Berdasarkan turunnya, kandungan isi al-Quran dibagi menjadi dua,


yaitu;
a) Makiyyah, yaitu ayat-ayat atau surat-surat dalam al-Quran yang
turun selama periode sebelum hijrahnya Nabi ke Madinnah. Berisi
tentang ketauhidan kepada pengesaan Allah swt.
b) Madaniyyah, yaitu ayat-ayat atau surat-surat dalam al-Quran
yang turun selama periode setelah hijrahnya Nabi ke Madinnah.
Berisi tentang hukum-hukum yang berlaku sampai saat ini.
4) Hukum-hukum dalam al-Quran di antaranya;
a) Hukum-hukm Itiqadiyyah, yaitu hukum-hukum yang berkaitan
dengan keimanan seseorang.
b) Akhlaq dan moral, yaitu sesuatu yang harus dijadikan perhiasan
mukallaf dan menghindari hal-hal yang hina.
c) Hukum-hukum amaliyyah, yaitu hukum-hukum yang bersangkutan
dengan sesuatu yang timbul dari mukallaf (fiqh al-Quran)

Catatab Kaki:

[1] Abdul Wahab Khallaf, Ilmu Ushul Fiqh, Mesir: Maktabah al-Dawah al-Islamiyah,
tt., hlm. 20.

[2] Ibid, hlm. 21.

[3] Wahbah Zuhaili, Ushul Fiqh al-Islami, Damaskus: Daar al-Fikr, 1986, Cet. ke-1,
Juz: 1, hlm. 417.

[4] Abdul Wahab Khallaf, Ilmu Ushul Fiqh, Mesir: Maktabah al-Dawah al-Islamiyah,
tt., hlm. 22.

[5] Abdul wahhab Khallaf, terj., Ilmu Ushul Fiqh, Semarang: Dina Utama Semarang,
1994, hlm. 18.

[6] Drs.
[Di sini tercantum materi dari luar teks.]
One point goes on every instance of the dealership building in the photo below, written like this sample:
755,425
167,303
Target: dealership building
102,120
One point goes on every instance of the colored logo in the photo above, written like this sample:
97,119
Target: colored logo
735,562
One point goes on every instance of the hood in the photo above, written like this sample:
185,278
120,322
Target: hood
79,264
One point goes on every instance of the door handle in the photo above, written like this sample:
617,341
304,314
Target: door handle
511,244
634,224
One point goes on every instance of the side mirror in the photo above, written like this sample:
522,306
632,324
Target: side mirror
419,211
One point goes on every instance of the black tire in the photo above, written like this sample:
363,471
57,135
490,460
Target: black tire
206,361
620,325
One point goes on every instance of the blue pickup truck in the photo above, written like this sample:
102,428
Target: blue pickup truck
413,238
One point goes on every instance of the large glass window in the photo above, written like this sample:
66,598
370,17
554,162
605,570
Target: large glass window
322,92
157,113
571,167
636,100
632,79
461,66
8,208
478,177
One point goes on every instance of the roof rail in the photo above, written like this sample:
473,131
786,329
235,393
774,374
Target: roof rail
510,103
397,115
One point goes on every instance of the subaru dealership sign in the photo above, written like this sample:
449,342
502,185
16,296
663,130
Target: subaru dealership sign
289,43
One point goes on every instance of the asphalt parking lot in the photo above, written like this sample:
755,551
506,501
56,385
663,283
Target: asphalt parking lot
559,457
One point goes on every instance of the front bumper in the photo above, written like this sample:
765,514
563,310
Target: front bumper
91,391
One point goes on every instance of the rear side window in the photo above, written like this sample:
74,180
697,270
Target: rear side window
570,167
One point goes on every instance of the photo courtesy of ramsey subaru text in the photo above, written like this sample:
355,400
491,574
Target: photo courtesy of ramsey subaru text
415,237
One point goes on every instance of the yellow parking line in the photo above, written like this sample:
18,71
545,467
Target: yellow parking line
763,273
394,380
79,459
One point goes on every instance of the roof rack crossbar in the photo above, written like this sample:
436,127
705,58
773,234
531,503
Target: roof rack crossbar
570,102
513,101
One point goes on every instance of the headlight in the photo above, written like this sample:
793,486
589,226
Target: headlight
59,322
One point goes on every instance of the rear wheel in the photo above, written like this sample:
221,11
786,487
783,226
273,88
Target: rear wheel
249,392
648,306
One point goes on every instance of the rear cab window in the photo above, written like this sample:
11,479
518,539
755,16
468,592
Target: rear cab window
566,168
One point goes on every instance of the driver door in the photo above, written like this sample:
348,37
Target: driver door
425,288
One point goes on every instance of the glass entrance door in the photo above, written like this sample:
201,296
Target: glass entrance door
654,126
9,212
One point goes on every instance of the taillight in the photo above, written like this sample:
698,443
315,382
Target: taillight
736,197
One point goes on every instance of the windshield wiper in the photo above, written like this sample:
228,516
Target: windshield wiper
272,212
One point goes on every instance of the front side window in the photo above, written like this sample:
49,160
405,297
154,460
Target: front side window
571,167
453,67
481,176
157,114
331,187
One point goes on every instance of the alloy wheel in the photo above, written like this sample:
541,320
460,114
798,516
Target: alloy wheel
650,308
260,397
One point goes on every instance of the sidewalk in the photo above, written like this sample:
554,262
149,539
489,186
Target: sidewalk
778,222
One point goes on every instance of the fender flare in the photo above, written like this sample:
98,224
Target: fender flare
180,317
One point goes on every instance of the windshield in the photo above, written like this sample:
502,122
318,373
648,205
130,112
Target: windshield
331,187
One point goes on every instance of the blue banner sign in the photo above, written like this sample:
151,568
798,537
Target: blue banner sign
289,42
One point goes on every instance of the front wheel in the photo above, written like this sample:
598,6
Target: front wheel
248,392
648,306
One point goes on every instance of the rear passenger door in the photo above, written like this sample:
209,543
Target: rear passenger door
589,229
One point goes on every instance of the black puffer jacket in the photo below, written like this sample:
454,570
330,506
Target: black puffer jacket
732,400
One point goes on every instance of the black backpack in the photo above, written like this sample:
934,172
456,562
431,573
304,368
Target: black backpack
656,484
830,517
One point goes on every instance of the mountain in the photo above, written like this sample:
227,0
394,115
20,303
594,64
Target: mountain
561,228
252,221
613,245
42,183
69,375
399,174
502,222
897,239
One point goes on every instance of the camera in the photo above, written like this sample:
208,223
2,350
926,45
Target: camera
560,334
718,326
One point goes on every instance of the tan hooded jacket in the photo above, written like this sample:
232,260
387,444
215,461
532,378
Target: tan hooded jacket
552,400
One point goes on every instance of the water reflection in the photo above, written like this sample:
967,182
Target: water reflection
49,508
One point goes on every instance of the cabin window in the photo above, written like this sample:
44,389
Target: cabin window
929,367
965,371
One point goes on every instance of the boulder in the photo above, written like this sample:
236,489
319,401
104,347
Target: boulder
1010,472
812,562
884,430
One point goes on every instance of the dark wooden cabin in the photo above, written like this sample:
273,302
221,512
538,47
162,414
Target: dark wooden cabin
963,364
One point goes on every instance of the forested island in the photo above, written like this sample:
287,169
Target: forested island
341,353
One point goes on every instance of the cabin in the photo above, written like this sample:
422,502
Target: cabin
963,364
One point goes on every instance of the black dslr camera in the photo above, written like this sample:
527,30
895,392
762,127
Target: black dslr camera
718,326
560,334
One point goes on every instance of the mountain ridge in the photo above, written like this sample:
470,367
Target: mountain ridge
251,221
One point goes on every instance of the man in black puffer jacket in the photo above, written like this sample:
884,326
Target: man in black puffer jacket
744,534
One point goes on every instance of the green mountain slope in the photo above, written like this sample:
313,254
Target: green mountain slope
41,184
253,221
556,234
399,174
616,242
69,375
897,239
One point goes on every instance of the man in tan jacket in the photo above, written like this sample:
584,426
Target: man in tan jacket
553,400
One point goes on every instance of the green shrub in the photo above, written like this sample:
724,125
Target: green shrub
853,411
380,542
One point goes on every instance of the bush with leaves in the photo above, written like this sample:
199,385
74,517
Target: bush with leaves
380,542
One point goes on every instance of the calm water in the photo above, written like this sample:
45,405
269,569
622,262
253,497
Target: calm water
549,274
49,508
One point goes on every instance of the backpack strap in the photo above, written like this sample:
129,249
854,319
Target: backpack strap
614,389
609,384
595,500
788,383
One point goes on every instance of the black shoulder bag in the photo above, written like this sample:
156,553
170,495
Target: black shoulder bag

Muin Umar, Dkk., Ushul Fiqh I, Jakarta: Departemen Agama RI, 1986, hlm. 70

[7] Abdul Wahab Khallaf, Ilmu Ushul Fiqh, Semarang: Dina Utama Semarang, 1994,
hlm. 21

[8] Ibid, hlm.21


[9] Ibid, hlm. 26-33
[10] Ibid, hlm. 34-36
[11] Lihat Q.S. al-Baqarah: 219, Q.S. an-Nisaa: 43, Q.S.